Quando um dia perguntaram ao Hodgson (isto foi aí em 92 ou 94, era ele na altura treinador da Suiça) que jogador português ele gostaria de ter na sua selecção, ele respondeu sem pestanejar que queria o Oceano. lá explicou que nos momentos críticos, não era bem um jogador virtuoso que ele necessitava, mas sim dum poço de força, de alguém que nunca desistisse, de alguém que estivesse sempre ali até ao fim a puxar pelos seus colegas.
Era essa a principal virtude do Jorge Costa. Essa e o facto de ser portista. Mais, actualmente não vejo ninguém lá no plantel que o possa substituir como símbolo do clube e muito menos como capitão.
Já aqui disse, não gosto das biografias de futebolistas que são editadas em Portugal. Normalmente não contam o que devem e só contam o que podem. A Alexandra Tavares Teles, fez o favor de entrevistar o capitão fazendo-lhe as perguntas que eu queria que alguém lhe tivesse feito há mais tempo.
Está lá tudo: o que é ser portista, o que é ser portuense e até o que é ser do Norte.
E eu gostei tanto dessa entrevista que foi publicada no Correio da Manhã, que decidi colocá-la aqui na integra.
Jorge Paulo, agora que já não jogas mais, obrigado! A gente não te esquece.
– Qual tem a melhor dupla de centrais: FC Porto, Sporting ou Benfica?
– A grande diferença é feita com um jogador chamado Pepe. Por isso, acho que é a do FC Porto.
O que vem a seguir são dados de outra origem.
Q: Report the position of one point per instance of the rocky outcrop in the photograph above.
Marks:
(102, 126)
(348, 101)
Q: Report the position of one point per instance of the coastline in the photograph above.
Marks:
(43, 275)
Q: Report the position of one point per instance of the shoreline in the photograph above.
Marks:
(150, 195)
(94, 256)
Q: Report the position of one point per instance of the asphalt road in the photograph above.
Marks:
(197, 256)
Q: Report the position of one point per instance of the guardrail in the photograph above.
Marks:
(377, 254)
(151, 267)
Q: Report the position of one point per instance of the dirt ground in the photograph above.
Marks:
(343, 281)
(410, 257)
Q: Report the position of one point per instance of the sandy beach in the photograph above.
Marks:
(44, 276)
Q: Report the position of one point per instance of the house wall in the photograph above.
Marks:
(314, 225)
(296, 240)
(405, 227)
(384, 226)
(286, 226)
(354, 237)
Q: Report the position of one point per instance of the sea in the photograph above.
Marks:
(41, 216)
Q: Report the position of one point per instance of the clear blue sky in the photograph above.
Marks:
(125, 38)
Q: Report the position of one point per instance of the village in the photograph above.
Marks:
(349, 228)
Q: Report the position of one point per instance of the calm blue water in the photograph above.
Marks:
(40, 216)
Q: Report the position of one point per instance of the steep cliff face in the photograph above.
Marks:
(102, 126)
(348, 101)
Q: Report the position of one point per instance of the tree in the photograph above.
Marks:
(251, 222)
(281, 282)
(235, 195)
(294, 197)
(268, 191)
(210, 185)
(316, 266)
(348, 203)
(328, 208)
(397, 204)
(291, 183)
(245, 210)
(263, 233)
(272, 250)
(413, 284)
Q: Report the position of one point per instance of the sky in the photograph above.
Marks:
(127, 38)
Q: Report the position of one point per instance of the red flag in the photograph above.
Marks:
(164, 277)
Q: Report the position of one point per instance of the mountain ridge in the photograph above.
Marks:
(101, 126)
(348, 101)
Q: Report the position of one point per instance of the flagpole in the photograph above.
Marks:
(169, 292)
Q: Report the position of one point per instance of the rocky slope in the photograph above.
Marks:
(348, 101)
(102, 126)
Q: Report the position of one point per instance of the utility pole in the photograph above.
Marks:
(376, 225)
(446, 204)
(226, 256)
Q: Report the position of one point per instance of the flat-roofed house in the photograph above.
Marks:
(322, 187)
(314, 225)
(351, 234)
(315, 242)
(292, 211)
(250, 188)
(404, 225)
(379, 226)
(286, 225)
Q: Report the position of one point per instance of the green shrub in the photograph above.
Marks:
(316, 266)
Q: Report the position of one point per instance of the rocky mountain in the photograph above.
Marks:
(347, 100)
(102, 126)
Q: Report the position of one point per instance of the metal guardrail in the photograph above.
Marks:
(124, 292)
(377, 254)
– Quem é então o favorito nos próximos jogos Sporting-FC Porto [amanhã] e FC Porto-Benfica [28 de Outubro]?
– O FC Porto. Apesar de serem sempre jogos complicados a equipa é a que está mais habituada a esta pressão e a que melhor lida com estes jogos. Tem, portanto, uma vantagem.
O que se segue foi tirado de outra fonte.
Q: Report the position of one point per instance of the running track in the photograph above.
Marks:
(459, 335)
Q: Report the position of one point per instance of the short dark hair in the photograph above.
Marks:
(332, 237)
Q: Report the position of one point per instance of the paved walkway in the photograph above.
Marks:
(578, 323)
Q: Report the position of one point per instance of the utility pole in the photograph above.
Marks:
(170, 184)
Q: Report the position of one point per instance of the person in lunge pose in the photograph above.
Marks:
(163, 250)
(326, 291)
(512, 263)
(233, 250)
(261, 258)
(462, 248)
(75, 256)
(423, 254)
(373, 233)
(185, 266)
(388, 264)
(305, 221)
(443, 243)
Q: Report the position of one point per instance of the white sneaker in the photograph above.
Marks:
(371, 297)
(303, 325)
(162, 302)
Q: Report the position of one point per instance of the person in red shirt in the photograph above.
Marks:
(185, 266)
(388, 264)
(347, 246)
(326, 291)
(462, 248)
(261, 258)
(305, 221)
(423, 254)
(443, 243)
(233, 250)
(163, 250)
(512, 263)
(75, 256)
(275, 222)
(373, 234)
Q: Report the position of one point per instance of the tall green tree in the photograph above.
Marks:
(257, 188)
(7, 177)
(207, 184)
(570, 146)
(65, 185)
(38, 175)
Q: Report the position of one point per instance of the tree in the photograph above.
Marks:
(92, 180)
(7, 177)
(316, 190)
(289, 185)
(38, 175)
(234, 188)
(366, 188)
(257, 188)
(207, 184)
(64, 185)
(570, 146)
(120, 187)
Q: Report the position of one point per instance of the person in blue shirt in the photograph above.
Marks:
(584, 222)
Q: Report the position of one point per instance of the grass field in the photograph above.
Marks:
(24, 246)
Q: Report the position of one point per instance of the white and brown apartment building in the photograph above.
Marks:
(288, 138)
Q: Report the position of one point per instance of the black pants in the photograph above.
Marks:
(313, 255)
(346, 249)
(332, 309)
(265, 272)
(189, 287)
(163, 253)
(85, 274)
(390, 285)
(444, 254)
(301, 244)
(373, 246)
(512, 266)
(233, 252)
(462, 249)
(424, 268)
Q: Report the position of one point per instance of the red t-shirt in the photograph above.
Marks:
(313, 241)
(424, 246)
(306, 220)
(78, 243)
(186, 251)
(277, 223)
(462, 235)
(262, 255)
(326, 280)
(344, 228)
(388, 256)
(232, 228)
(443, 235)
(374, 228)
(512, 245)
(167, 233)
– Foi campeão pela primeira vez na época 1992/93, tinha acabado de chegar ao FC Porto. Essa equipa era melhor ou pior do que a que foi campeã em 2005/2006, quando já não estava no clube?
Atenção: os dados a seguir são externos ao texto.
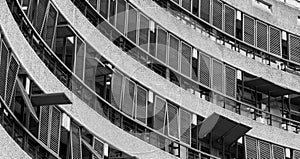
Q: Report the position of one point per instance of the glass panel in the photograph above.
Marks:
(144, 32)
(186, 60)
(132, 24)
(48, 32)
(161, 44)
(121, 7)
(79, 58)
(128, 97)
(173, 52)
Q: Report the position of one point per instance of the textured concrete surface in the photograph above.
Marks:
(78, 110)
(9, 149)
(160, 85)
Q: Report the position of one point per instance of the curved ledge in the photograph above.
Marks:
(9, 148)
(158, 84)
(78, 110)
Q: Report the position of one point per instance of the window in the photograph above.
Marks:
(144, 32)
(161, 44)
(121, 8)
(132, 24)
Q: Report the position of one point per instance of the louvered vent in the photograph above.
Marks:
(128, 97)
(275, 41)
(217, 14)
(141, 109)
(205, 70)
(251, 148)
(278, 152)
(11, 79)
(294, 48)
(76, 145)
(264, 150)
(248, 29)
(230, 83)
(55, 130)
(205, 10)
(3, 67)
(159, 116)
(173, 120)
(185, 127)
(44, 124)
(229, 20)
(99, 147)
(217, 76)
(296, 154)
(262, 36)
(116, 89)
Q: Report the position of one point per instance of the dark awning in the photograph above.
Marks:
(27, 100)
(222, 127)
(266, 87)
(50, 99)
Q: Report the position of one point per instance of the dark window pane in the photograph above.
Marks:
(121, 6)
(144, 32)
(161, 44)
(132, 22)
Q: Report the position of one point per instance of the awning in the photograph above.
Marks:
(27, 100)
(266, 87)
(222, 127)
(50, 99)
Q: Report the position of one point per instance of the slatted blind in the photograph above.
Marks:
(278, 152)
(116, 89)
(99, 147)
(205, 10)
(262, 35)
(5, 55)
(264, 150)
(44, 124)
(76, 145)
(217, 76)
(296, 154)
(11, 79)
(294, 48)
(173, 120)
(217, 14)
(159, 114)
(230, 81)
(128, 97)
(249, 29)
(275, 41)
(141, 108)
(251, 148)
(204, 70)
(55, 130)
(229, 20)
(185, 126)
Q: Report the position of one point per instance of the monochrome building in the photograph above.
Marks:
(150, 79)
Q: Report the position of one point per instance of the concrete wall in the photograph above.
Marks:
(165, 88)
(78, 110)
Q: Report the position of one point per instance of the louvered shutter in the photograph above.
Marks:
(275, 41)
(294, 48)
(229, 20)
(230, 81)
(249, 29)
(185, 126)
(205, 70)
(262, 36)
(217, 14)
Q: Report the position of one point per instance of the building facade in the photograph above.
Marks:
(189, 79)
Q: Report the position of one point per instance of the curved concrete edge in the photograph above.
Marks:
(9, 148)
(86, 116)
(160, 85)
(205, 44)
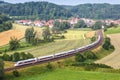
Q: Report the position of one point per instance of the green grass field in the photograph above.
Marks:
(113, 30)
(66, 74)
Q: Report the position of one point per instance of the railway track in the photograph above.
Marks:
(55, 59)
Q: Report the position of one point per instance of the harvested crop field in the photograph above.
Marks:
(5, 36)
(113, 59)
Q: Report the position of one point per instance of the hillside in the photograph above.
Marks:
(46, 10)
(65, 74)
(114, 58)
(96, 11)
(35, 10)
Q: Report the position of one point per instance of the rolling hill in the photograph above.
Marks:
(46, 10)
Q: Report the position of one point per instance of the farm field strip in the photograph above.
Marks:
(113, 30)
(114, 58)
(70, 42)
(68, 74)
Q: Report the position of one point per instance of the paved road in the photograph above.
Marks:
(113, 59)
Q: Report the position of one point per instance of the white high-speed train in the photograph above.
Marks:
(58, 55)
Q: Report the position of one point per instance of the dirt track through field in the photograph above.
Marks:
(113, 59)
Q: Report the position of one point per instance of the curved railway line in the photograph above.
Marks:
(91, 46)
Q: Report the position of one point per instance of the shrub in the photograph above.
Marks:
(14, 43)
(0, 52)
(107, 45)
(93, 39)
(49, 66)
(112, 47)
(6, 57)
(16, 73)
(79, 58)
(90, 67)
(62, 37)
(89, 55)
(16, 56)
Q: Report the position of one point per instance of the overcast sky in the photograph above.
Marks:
(68, 2)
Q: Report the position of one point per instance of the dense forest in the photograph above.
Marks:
(46, 10)
(96, 11)
(5, 24)
(42, 10)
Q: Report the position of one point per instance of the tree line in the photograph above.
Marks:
(46, 10)
(35, 10)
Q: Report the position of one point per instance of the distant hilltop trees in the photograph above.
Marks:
(1, 1)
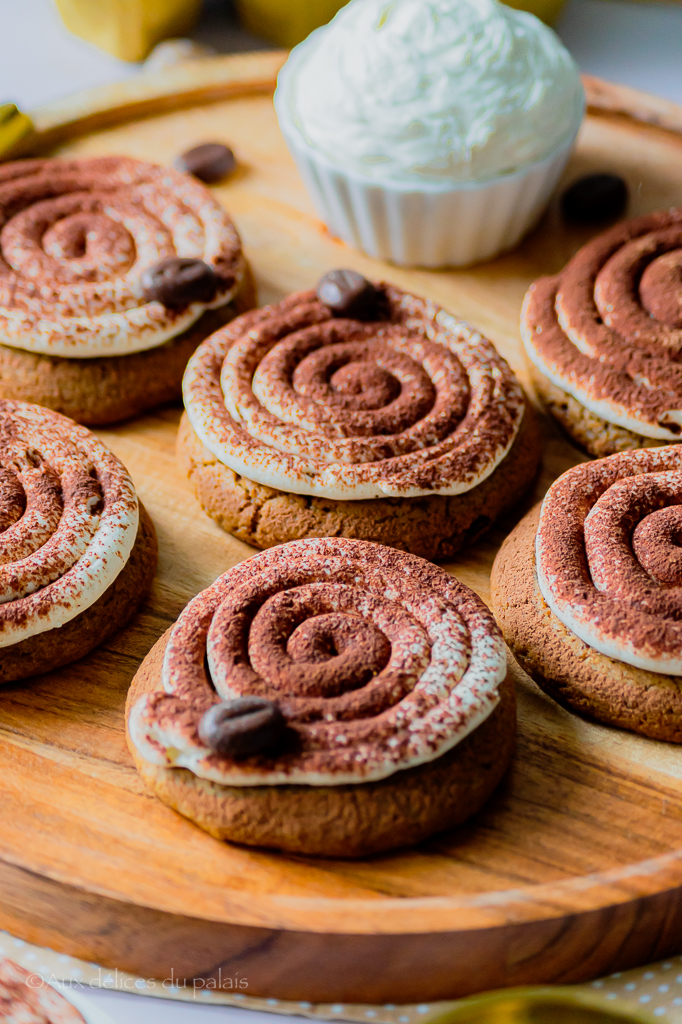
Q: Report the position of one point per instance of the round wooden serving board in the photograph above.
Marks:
(573, 869)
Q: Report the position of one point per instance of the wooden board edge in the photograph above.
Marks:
(331, 967)
(609, 97)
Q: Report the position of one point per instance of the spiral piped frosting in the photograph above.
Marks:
(378, 659)
(608, 554)
(69, 517)
(76, 238)
(608, 329)
(415, 403)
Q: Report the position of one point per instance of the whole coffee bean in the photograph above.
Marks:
(346, 293)
(242, 728)
(210, 162)
(595, 199)
(177, 282)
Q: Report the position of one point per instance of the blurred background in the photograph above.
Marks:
(638, 44)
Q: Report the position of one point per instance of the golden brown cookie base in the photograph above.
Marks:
(434, 526)
(116, 606)
(117, 387)
(576, 675)
(339, 820)
(590, 432)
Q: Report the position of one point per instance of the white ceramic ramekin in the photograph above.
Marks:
(431, 223)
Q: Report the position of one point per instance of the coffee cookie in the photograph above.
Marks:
(586, 590)
(371, 685)
(112, 272)
(604, 337)
(25, 999)
(78, 551)
(373, 415)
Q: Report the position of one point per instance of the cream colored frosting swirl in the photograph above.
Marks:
(75, 240)
(440, 90)
(69, 519)
(609, 556)
(378, 659)
(608, 328)
(415, 403)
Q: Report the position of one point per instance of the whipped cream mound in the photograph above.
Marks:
(439, 90)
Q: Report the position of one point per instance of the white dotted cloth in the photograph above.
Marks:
(655, 989)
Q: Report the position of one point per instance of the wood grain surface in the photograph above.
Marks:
(574, 867)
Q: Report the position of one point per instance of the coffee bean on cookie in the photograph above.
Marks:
(178, 282)
(347, 293)
(210, 162)
(595, 199)
(242, 728)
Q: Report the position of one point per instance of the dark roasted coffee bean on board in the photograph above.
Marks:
(346, 293)
(177, 282)
(242, 728)
(210, 162)
(595, 199)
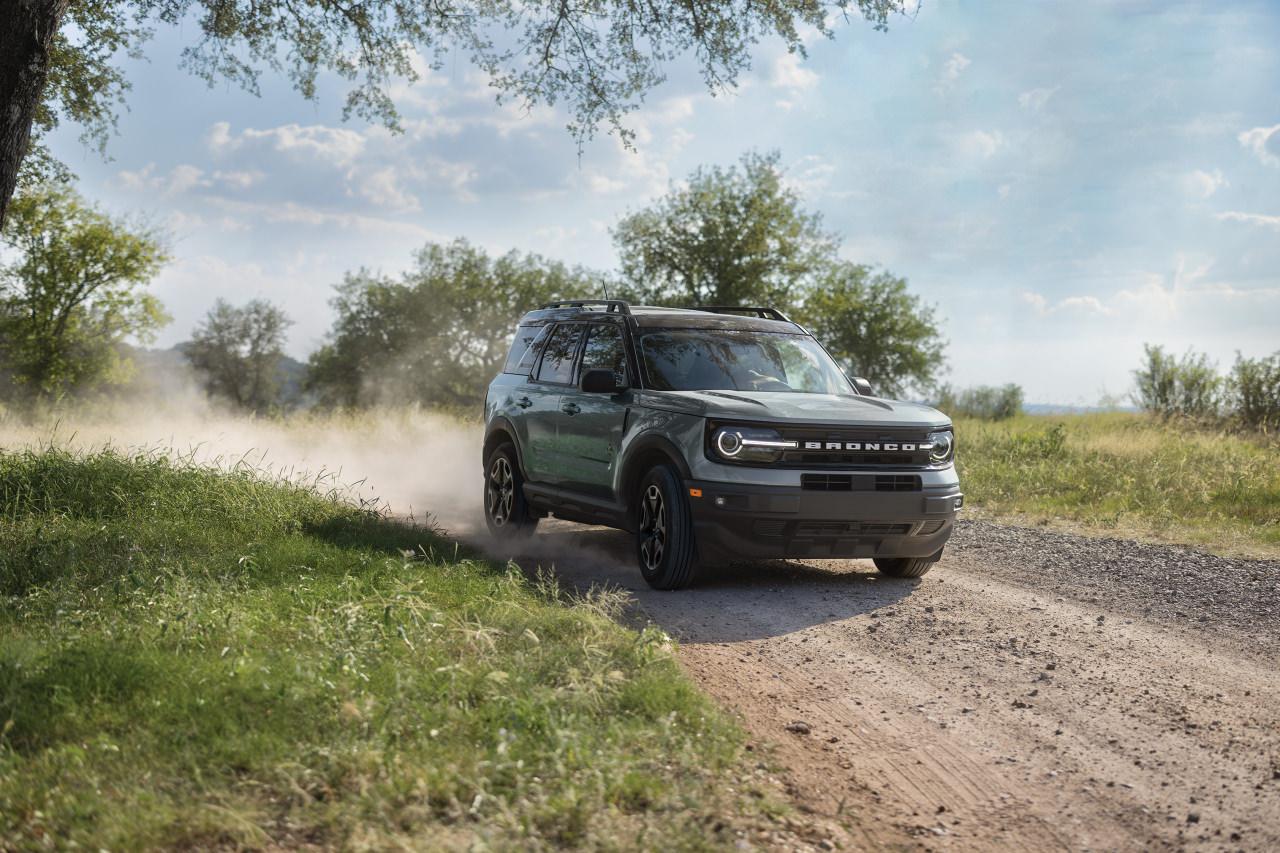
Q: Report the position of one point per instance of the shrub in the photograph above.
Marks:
(1253, 391)
(982, 401)
(1171, 387)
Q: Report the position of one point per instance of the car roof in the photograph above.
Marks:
(653, 316)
– Não julgo que a equipa de Co Adriaanse fosse pior. A diferença é outra. Em 92/93 tínhamos uma equipa à Porto, em 2005/06 tínhamos um bom grupo de atletas contratados a outros clubes.
– Quando chegou em 92 teve noção que podia tornar-se um dos símbolos do clube?
– Esse foi o ano em que concretizei o meu sonho. Jaime Magalhães, João Pinto, Vítor Baía eram ídolos para mim. Estava ali para aprender.
– Os defesas centrais são provavelmente os jogadores que mais dependem do parceiro. A dupla com Fernando Couto foi a mais feliz da sua carreira?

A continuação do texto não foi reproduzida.